Neben diesen Systemen gibt es noch andere Methoden der gelenkten Evolution, bei denen das Signal eines fusionierten Reporterproteins analysiert wird. Diese Verfahren beruhen darauf, dass die Stabilität des Zielproteins die Löslichkeit des Reporterproteins beeinflusst. So beeinflusst zum Beispiel ein an das -LacZ gekoppeltes Zielprotein dessen Fähigkeit zur strukturellen Komplementation von -LacZ (Wigley et al., 2001). Ein anderes Reporter-System basiert darauf, dass unlösliches Zielprotein zur Aggregation der fusionierten Chloramphenicol-Acetyltransferase (CAT) führt, wodurch die vermittelte Antibiotikum-Resistenz erniedrigt wird (Maxwell et al., 1999; Sieber et al., 2001; Sieber, 2003).

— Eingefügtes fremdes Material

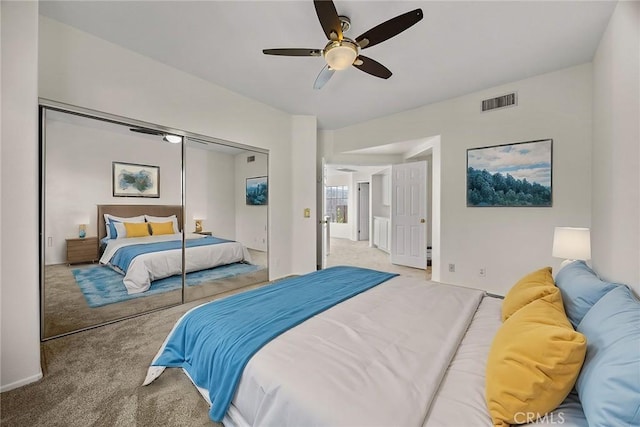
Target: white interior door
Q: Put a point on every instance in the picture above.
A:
(363, 211)
(408, 214)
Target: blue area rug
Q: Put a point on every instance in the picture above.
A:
(101, 285)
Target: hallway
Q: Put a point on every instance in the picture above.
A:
(358, 253)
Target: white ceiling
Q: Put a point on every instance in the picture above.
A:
(458, 48)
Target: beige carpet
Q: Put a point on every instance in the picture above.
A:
(93, 378)
(359, 254)
(66, 310)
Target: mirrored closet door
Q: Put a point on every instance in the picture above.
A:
(95, 170)
(226, 218)
(133, 220)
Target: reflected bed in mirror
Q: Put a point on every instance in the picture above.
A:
(79, 149)
(215, 206)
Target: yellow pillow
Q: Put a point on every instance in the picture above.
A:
(533, 363)
(136, 229)
(531, 287)
(161, 228)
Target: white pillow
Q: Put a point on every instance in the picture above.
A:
(108, 218)
(161, 219)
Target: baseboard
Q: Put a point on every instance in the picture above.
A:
(21, 382)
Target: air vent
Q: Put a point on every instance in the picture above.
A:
(504, 101)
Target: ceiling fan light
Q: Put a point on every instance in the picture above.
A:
(340, 56)
(174, 139)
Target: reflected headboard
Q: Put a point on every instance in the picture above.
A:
(135, 210)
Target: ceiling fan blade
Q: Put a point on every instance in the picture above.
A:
(293, 52)
(388, 29)
(328, 16)
(372, 67)
(323, 77)
(146, 131)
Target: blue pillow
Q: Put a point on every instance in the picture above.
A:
(609, 382)
(581, 288)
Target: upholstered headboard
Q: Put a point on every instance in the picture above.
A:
(134, 210)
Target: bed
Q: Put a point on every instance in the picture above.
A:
(152, 249)
(401, 351)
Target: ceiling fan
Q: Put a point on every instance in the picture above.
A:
(341, 52)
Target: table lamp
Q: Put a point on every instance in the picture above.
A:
(571, 243)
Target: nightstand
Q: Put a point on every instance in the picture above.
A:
(82, 250)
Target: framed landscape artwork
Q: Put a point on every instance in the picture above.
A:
(517, 174)
(133, 180)
(257, 191)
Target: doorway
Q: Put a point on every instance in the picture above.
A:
(363, 211)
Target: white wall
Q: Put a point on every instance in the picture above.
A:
(209, 193)
(615, 234)
(507, 242)
(251, 226)
(80, 69)
(19, 317)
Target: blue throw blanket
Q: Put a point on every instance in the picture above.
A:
(214, 342)
(123, 256)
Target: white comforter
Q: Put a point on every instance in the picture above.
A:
(157, 265)
(375, 359)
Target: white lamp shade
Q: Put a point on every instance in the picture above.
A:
(341, 57)
(572, 243)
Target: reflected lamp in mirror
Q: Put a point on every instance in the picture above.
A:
(571, 243)
(82, 231)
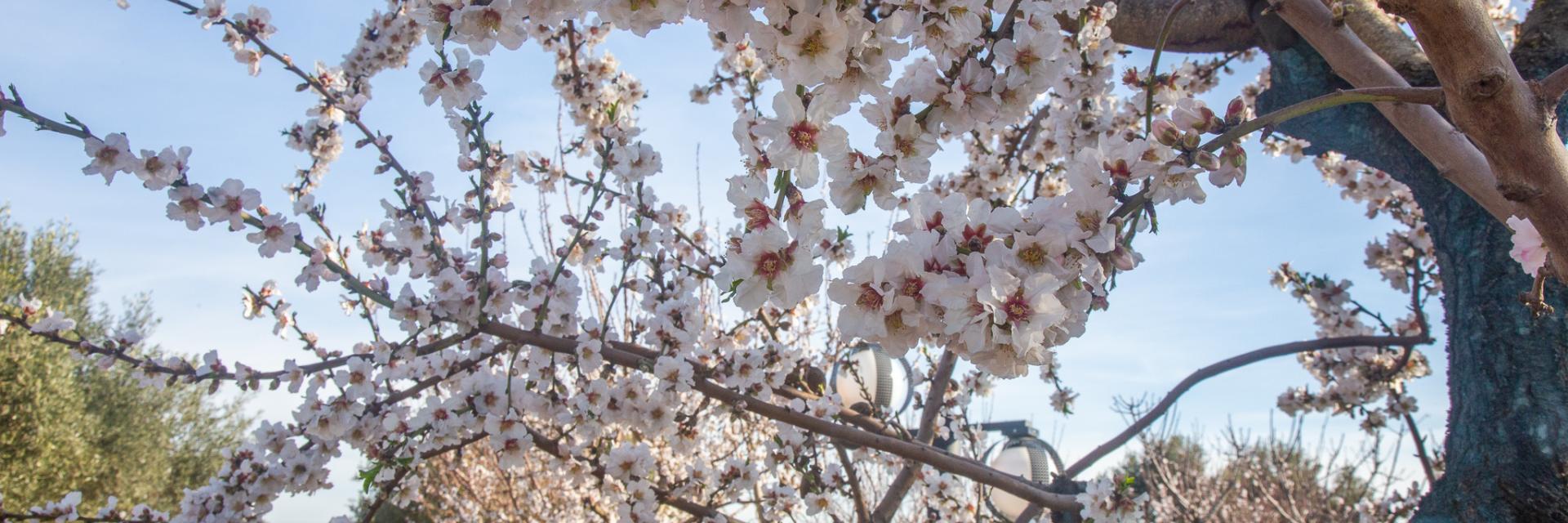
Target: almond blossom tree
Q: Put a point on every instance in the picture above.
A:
(603, 368)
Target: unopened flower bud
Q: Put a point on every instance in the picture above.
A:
(1165, 132)
(1206, 160)
(1123, 258)
(1235, 156)
(1236, 112)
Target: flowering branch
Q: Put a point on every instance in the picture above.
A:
(933, 405)
(1220, 368)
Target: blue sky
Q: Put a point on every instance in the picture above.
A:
(1201, 296)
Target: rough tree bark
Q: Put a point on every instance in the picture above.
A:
(1508, 424)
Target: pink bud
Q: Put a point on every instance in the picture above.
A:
(1236, 112)
(1206, 160)
(1165, 132)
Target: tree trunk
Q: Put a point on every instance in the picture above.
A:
(1508, 429)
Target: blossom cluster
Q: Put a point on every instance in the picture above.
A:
(603, 363)
(1355, 379)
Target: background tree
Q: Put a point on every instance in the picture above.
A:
(1506, 364)
(625, 383)
(73, 426)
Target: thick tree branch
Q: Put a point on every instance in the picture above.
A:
(1388, 40)
(1435, 137)
(933, 405)
(1228, 364)
(1554, 85)
(1508, 118)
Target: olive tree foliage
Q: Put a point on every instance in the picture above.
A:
(74, 426)
(598, 366)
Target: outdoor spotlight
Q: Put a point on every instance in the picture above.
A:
(869, 379)
(1021, 454)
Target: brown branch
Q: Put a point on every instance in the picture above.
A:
(7, 105)
(1450, 153)
(933, 405)
(634, 357)
(1379, 30)
(855, 484)
(1209, 27)
(1228, 364)
(1554, 85)
(1504, 115)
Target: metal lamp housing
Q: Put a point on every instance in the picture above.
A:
(1019, 456)
(871, 376)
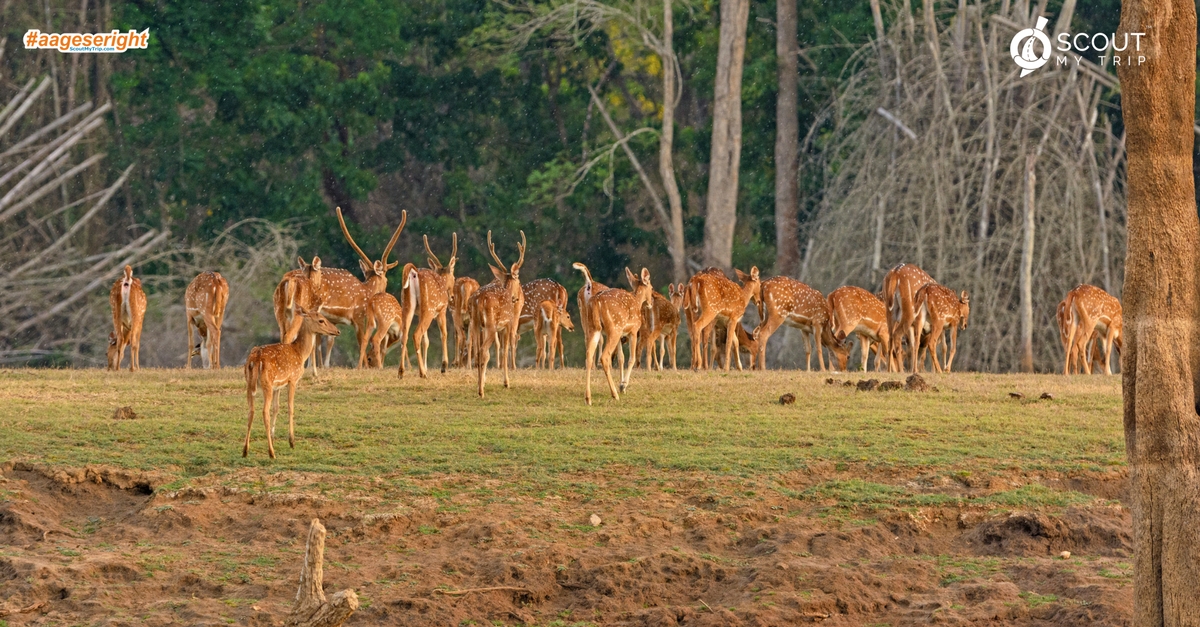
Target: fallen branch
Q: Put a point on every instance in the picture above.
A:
(492, 589)
(312, 609)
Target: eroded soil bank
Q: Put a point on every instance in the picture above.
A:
(107, 547)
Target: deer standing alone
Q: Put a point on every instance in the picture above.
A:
(615, 314)
(205, 303)
(269, 368)
(129, 303)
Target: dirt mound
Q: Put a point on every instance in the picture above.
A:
(1091, 531)
(688, 549)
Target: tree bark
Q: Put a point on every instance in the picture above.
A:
(311, 608)
(787, 141)
(1031, 183)
(723, 167)
(666, 141)
(1161, 362)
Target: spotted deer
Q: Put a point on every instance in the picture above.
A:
(900, 286)
(429, 292)
(497, 308)
(940, 309)
(658, 338)
(857, 311)
(719, 298)
(129, 304)
(299, 288)
(204, 303)
(615, 314)
(463, 288)
(786, 300)
(343, 297)
(269, 368)
(1093, 311)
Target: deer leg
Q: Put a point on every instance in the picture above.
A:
(292, 413)
(250, 400)
(187, 365)
(589, 362)
(268, 394)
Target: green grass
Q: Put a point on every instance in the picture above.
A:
(371, 423)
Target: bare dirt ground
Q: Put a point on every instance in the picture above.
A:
(111, 547)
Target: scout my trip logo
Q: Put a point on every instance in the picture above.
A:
(1026, 43)
(87, 42)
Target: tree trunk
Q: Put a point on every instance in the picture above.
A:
(1031, 183)
(666, 139)
(1161, 362)
(787, 142)
(723, 167)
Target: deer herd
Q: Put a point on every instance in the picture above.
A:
(909, 320)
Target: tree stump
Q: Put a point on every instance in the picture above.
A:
(312, 609)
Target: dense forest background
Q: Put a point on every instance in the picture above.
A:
(469, 114)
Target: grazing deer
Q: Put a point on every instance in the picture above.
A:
(900, 286)
(129, 304)
(269, 368)
(1093, 311)
(719, 298)
(786, 300)
(299, 288)
(583, 296)
(343, 298)
(615, 314)
(497, 308)
(552, 318)
(939, 309)
(204, 303)
(535, 293)
(658, 338)
(861, 312)
(463, 288)
(429, 293)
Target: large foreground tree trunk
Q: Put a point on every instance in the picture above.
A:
(723, 166)
(666, 163)
(787, 142)
(1159, 363)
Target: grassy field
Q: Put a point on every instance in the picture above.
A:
(354, 422)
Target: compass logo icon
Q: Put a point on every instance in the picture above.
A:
(1021, 48)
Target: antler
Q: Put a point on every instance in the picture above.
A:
(521, 257)
(403, 218)
(347, 233)
(433, 258)
(491, 249)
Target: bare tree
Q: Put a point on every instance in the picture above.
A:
(787, 142)
(1161, 363)
(721, 207)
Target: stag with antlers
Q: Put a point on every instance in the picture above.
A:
(615, 314)
(719, 298)
(269, 368)
(129, 304)
(786, 300)
(857, 311)
(900, 286)
(343, 298)
(497, 308)
(427, 293)
(939, 309)
(1092, 312)
(204, 303)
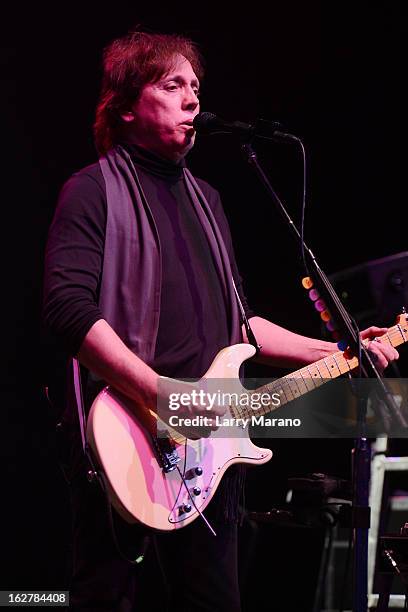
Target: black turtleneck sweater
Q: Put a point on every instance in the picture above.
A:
(193, 323)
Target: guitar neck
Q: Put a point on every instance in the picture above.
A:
(310, 377)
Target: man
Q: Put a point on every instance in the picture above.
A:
(138, 285)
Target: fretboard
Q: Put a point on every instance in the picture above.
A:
(310, 377)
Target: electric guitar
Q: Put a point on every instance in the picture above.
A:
(166, 483)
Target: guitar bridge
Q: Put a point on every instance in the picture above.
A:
(166, 453)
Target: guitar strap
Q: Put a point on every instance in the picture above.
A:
(250, 334)
(76, 370)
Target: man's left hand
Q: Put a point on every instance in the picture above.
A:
(382, 353)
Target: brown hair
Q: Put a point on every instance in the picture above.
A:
(129, 63)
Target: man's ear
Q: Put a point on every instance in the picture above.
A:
(127, 116)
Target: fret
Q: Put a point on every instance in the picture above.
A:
(286, 389)
(318, 369)
(336, 362)
(310, 377)
(404, 339)
(294, 386)
(299, 377)
(309, 384)
(327, 367)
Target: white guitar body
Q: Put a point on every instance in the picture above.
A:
(140, 489)
(166, 491)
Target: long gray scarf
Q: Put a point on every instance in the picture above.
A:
(132, 276)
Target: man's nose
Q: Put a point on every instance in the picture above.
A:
(191, 100)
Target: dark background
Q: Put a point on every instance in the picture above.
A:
(333, 73)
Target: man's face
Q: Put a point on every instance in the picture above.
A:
(161, 119)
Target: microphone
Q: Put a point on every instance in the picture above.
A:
(208, 123)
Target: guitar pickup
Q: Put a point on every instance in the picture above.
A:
(167, 453)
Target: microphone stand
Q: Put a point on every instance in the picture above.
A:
(388, 410)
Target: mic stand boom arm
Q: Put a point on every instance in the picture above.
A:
(361, 459)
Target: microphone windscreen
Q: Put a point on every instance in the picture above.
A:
(203, 122)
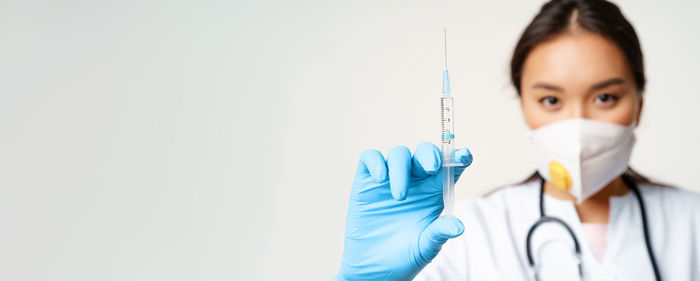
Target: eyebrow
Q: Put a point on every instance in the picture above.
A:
(598, 86)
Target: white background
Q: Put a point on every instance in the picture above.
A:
(217, 140)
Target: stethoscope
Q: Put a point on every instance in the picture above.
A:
(577, 248)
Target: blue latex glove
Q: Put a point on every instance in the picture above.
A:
(393, 228)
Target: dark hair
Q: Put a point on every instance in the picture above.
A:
(598, 16)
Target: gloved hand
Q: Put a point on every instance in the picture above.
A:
(393, 228)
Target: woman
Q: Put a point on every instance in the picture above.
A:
(584, 215)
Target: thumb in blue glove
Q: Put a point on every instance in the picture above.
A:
(393, 227)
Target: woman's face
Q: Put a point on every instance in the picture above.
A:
(578, 75)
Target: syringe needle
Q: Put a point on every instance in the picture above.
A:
(445, 30)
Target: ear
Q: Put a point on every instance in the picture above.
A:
(639, 108)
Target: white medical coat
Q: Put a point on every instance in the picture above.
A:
(493, 244)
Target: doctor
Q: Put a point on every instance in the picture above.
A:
(584, 215)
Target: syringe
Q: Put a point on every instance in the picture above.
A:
(448, 161)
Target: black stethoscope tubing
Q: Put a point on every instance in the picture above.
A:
(577, 248)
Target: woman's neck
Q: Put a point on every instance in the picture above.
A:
(595, 209)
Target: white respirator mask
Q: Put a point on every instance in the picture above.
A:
(582, 156)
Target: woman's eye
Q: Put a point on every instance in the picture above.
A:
(606, 99)
(549, 101)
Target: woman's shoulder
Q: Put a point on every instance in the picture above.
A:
(670, 196)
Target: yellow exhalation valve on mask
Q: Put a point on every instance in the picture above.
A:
(559, 176)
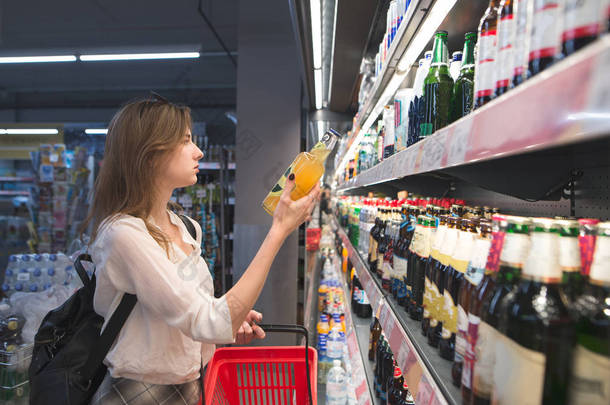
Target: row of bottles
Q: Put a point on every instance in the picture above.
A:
(515, 40)
(504, 299)
(390, 385)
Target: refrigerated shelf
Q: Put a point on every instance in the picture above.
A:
(565, 105)
(426, 373)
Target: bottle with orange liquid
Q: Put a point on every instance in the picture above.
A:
(308, 168)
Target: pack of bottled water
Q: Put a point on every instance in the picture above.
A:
(38, 272)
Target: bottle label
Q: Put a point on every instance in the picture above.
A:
(449, 317)
(476, 267)
(569, 255)
(434, 304)
(520, 55)
(463, 251)
(469, 358)
(590, 383)
(544, 35)
(581, 19)
(462, 332)
(524, 368)
(506, 38)
(449, 242)
(485, 355)
(600, 268)
(495, 250)
(400, 267)
(541, 263)
(485, 71)
(364, 299)
(515, 249)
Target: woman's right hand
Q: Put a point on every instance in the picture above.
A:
(290, 214)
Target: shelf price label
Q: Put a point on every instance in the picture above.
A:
(459, 143)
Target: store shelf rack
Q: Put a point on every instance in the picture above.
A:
(214, 166)
(428, 376)
(357, 336)
(565, 105)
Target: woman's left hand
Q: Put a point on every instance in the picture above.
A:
(249, 330)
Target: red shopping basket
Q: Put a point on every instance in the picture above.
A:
(263, 375)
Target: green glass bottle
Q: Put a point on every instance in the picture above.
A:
(462, 99)
(535, 351)
(590, 380)
(438, 85)
(573, 280)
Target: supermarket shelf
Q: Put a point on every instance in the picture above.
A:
(214, 166)
(576, 99)
(356, 336)
(17, 179)
(13, 193)
(428, 376)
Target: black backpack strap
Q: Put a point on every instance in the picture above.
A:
(116, 322)
(189, 225)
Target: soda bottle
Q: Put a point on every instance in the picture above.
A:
(308, 168)
(485, 72)
(544, 36)
(506, 45)
(455, 65)
(437, 88)
(522, 33)
(581, 24)
(462, 95)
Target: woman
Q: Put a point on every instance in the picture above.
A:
(141, 247)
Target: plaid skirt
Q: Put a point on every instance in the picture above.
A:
(122, 391)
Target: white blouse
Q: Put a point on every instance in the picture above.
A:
(173, 327)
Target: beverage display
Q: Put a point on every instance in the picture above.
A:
(581, 24)
(438, 85)
(455, 65)
(308, 168)
(591, 361)
(514, 253)
(506, 46)
(534, 347)
(462, 95)
(485, 71)
(522, 33)
(544, 35)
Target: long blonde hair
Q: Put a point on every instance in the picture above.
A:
(139, 135)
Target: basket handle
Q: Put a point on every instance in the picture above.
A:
(298, 329)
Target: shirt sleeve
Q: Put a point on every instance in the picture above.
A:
(138, 265)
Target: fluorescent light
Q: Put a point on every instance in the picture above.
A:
(139, 56)
(96, 131)
(37, 59)
(316, 33)
(317, 78)
(29, 131)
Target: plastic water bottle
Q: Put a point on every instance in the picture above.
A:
(334, 344)
(336, 385)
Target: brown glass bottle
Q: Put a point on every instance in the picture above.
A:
(438, 285)
(514, 253)
(453, 282)
(485, 70)
(430, 293)
(581, 25)
(544, 36)
(537, 327)
(472, 277)
(506, 47)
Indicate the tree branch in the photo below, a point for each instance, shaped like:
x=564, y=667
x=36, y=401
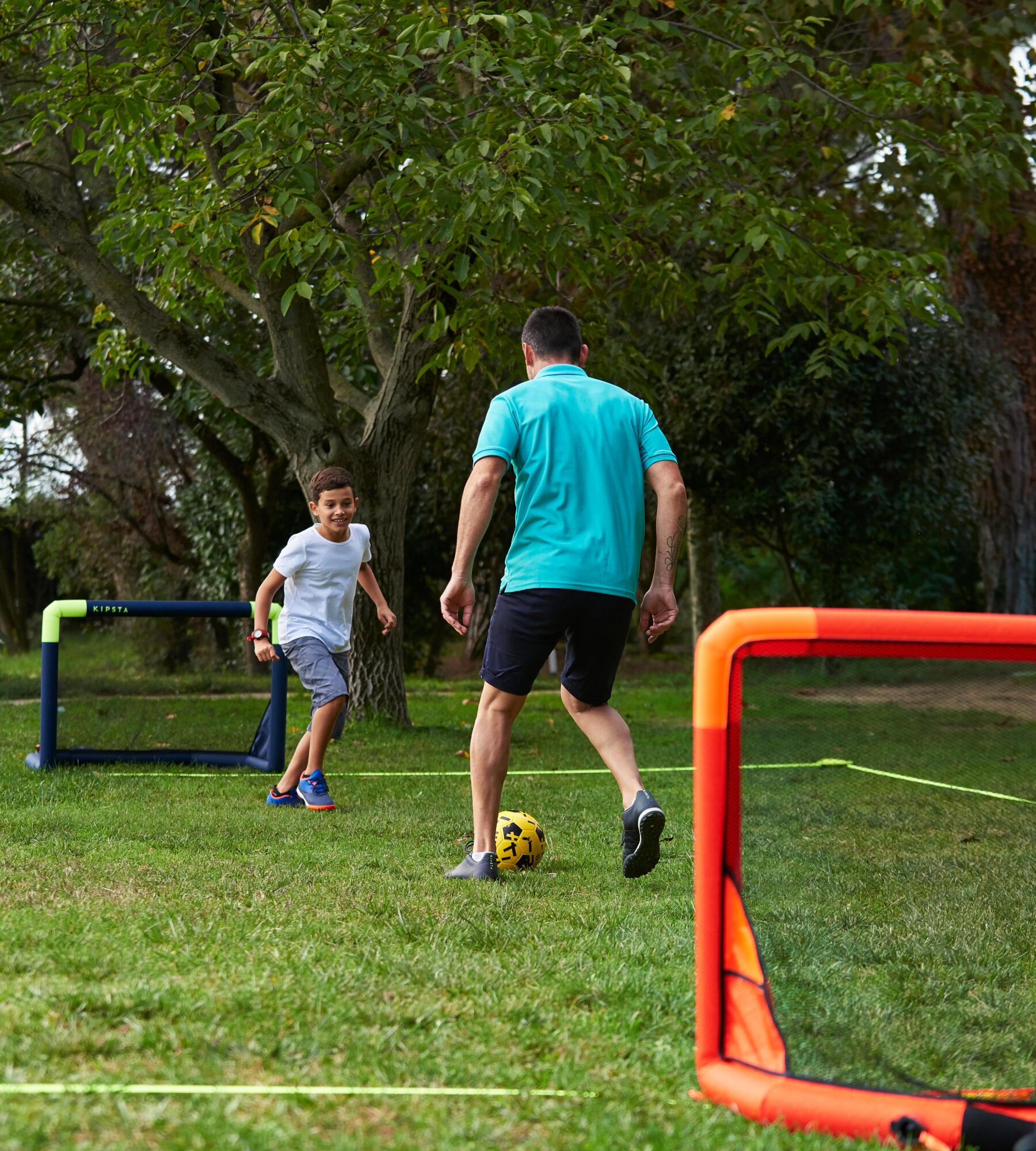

Das grün fluoreszierende Protein (GFP) aus Aequorea victoria (siehe 1.4) kann ebenfalls als Reporterprotein benutzt werden. Hierbei führt unlösliches Zielprotein zur Fehlfaltung des fusionierten GFP, wodurch dessen Fluoreszenz erniedrigt wird (Waldo et al., 1999; Drew et al., 2001; Waldo, 2003). Transformierte E. coli Zellen „leuchten“ damit umso intensiver, je löslicher das Zielprotein ist. Mit Hilfe von GFP als Reporterprotein konnte die Nucleosid-Diphosphat-Kinase aus Pyrobaculum aerophilum (Pedelacq et al., 2002) und das Genprodukt Rv2002 aus Mycobacetrium tuberculosis (Yang et al., 2002; Yang et al., 2003) stabilisiert werden, was die Röntgenstrukturanalyse dieser Proteine ermöglichte. Bei der Beurteilung der Löslichkeit des Zielproteins durch die GFP-Fluoreszenz kann es zu falsch positiven Artefakten kommen. So kann beispielsweise das Zielprotein durch intermolekulare Wechselwirkungen das GFP-Chromophor beeinflussen (Cabantous et al. 2005) oder es kann aufgrund von Proteolyse bzw. neu eingeführten ribosomalen Bindestellen zu einem stark verkürzten Zielprotein kommen, dessen Löslichkeit keinen Einfluss mehr auf die Faltung des fusionierten GFP hat (Cabantous et al., 2008). Um solche Artefakte während des Screenings zu vermeiden, wurde das GFP-Reportersystem in einigen Arbeiten abgewandelt. Hierbei wurde das Zielprotein nur an einen Teil eines modifizierten Superfolder-GFPs (Pedelacq et al., 2006) (AS 216-228) fusioniert und der Rest (AS 1-215) koexprimiert („Split-GFP“, Cabantous et al. 2005; Cabantous & Waldo, 2006) oder das Zielprotein in das Superfolder-GFP inseriert (Cabantous et al., 2008). Dadurch konnten intermolekulare Wechselwirkungen bzw. artifizielle Verkürzungen, welche zu einer falsch positiven Erhöhung des Fluoreszenz-Signals führen, ausgeschlossen werden. Mit Hilfe von Pipettierrobotern wurde das Split-GFP System soweit automatisiert, dass mit Hilfe von 96er-Well Platten bis zu 2304 Klone pro Woche analysiert werden konnten (Listwan et al., 2009). Da in dieser Arbeit vorwiegend GFP als Reporterprotein zur Anwendung kam, wird es im nächsten Kapitel näher vorgestellt.